6. Il résulte de l'article R. 112-1 du code des assurances que l'assureur doit rappeler dans le contrat d'assurance, sous peine d'inopposabilité à l'assuré du délai de prescription biennale édicté par l'article L. 114-1, les différentes causes d'interruption de prescription mentionnées à l'article L. 114-2 et le point de départ de la prescription.

7. Il n'est pas tenu de préciser qu'en application de l'article 2243 du code civil, l'interruption de prescription est non avenue si le demandeur se désiste de sa demande, laisse périmer l'instance ou si sa demande est définitivement rejetée.

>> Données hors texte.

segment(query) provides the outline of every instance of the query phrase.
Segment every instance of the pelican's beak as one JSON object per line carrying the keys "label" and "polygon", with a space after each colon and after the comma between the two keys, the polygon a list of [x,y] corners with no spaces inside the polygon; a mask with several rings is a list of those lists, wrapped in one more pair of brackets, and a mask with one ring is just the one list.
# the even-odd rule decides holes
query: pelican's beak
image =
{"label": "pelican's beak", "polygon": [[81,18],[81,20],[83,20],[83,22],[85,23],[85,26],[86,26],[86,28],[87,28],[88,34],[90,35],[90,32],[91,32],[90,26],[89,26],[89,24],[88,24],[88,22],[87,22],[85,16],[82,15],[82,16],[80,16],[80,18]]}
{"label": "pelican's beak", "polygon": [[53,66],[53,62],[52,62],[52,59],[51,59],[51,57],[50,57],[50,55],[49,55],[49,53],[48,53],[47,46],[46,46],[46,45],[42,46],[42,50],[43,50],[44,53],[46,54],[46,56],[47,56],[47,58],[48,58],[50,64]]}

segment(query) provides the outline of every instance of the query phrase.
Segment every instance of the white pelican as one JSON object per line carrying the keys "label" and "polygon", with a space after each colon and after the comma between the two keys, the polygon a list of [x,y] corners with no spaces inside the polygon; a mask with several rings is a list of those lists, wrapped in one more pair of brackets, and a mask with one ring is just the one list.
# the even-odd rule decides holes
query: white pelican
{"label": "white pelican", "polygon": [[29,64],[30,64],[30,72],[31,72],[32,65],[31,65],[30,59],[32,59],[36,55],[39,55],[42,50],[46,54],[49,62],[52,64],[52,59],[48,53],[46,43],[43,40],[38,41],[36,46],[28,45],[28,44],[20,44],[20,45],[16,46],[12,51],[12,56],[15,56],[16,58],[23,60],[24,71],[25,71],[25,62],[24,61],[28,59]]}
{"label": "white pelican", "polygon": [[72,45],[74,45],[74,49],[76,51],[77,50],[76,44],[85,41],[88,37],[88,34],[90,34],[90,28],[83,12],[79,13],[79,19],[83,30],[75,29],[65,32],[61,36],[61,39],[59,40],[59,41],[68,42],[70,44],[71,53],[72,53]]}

8. C'est donc à bon droit que la cour d'appel, après avoir rappelé les termes de la clause du contrat d'assurance relative à la prescription de l'action dérivant du contrat et relevé que ces dispositions étaient claires et complètes quant aux règles de prescription applicables entre l'assureur et l'assurée, notamment quant aux points de départ et aux causes d'interruption, a jugé que la prescription biennale était opposable à l'assurée.

9. Le moyen n'est, dès lors, pas fondé.

PAR CES MOTIFS, la Cour :

REJETTE le pourvoi.

Arrêt rendu en formation de section.

- Président : M. Pireyre - Rapporteur : Mme Brouzes - Avocat général : Mme Nicolétis - Avocat(s) : SCP de Nervo et Poupet ; SCP Célice, Texidor, Périer -

Textes visés :

Articles L. 114-1, L. 114-2 et R. 112-1 du code des assurances.

Rapprochement(s) :

2e Civ., 18 avril 2013, pourvoi n° 12-19.519, Bull. 2013, II, n° 83 (cassation).